Razzismo in divisa: profiling, abusi e paura nelle strade italiane

Il razzismo in Italia si veste anche da uniforme

In Italia c’è una forma di razzismo che non ha bisogno di slogan, di svastiche, di insulti gridati. Non ha nemmeno bisogno di essere riconosciuto, perché agisce in silenzio, protetto dalla divisa, dalle istituzioni, dal sistema. È il razzismo delle forze dell’ordine. Quello che controlla sempre gli stessi. Che perquisisce sempre gli stessi. Che interroga, minaccia, colpisce — ma solo chi ha la pelle scura, un nome straniero, un accento sbagliato.

Si chiama profiling razziale. È illegale. Ma è pratica quotidiana in molte città italiane. E chi lo subisce, ogni giorno, vive con una paura muta: quella di essere fermato per quello che è, non per quello che fa.
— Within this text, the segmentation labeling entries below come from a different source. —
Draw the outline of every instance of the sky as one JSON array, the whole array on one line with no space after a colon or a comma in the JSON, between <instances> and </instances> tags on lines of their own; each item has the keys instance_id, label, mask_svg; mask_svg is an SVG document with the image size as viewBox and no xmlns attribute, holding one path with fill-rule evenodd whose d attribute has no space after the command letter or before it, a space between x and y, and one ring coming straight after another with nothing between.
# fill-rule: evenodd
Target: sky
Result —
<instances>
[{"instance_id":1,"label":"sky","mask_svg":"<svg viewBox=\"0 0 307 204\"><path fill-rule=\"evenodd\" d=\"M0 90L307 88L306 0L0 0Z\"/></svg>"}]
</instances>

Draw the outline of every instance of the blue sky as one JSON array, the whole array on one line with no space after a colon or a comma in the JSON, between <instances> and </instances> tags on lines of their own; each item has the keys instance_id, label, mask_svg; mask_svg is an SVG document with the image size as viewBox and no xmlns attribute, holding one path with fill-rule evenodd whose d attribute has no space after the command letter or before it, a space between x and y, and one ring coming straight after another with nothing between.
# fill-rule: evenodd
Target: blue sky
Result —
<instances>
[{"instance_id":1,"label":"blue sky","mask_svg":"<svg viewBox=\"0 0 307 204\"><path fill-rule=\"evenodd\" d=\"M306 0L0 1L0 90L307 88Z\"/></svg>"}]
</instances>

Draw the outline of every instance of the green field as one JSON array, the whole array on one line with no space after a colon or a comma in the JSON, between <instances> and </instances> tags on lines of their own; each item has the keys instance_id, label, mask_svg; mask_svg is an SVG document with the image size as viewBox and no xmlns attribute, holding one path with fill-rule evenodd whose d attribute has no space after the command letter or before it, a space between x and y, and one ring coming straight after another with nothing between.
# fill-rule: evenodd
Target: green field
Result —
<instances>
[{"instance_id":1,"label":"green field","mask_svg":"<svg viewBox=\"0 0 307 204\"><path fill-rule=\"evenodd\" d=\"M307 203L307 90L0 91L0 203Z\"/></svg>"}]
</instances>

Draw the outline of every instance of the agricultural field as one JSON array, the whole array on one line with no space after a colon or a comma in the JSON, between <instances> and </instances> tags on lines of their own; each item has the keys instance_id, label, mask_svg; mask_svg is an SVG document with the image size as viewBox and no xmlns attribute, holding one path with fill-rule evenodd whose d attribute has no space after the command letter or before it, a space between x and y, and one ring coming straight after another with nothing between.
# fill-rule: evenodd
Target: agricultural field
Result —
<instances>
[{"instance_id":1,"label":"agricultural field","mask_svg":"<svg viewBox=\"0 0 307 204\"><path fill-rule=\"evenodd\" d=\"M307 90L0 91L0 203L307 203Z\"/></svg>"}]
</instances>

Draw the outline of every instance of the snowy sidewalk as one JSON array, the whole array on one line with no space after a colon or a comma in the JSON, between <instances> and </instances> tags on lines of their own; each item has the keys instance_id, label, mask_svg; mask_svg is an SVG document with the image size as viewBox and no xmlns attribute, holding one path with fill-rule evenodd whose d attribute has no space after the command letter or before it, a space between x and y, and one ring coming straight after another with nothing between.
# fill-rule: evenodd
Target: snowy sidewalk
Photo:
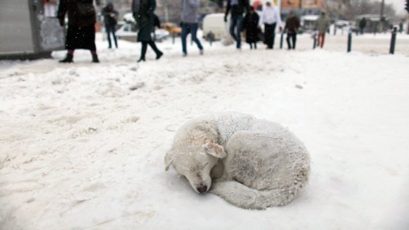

Profiling razziale: come funziona davvero

Il profiling razziale è un meccanismo apparentemente semplice: la polizia decide chi fermare in base a caratteristiche razziali, etniche o culturali, non per comportamenti sospetti. In Italia, questo significa che se sei nero, arabo, rom, o semplicemente “non bianco”, è molto più probabile che tu venga fermato per un controllo, anche senza alcuna motivazione.

Accade nei treni regionali, nelle metropolitane, nei parchi, ai mercati, nei pressi delle stazioni. A volte con un semplice “documenti, per favore”. Altre volte con un perquisizione. Altre ancora con umiliazioni, insulti, minacce.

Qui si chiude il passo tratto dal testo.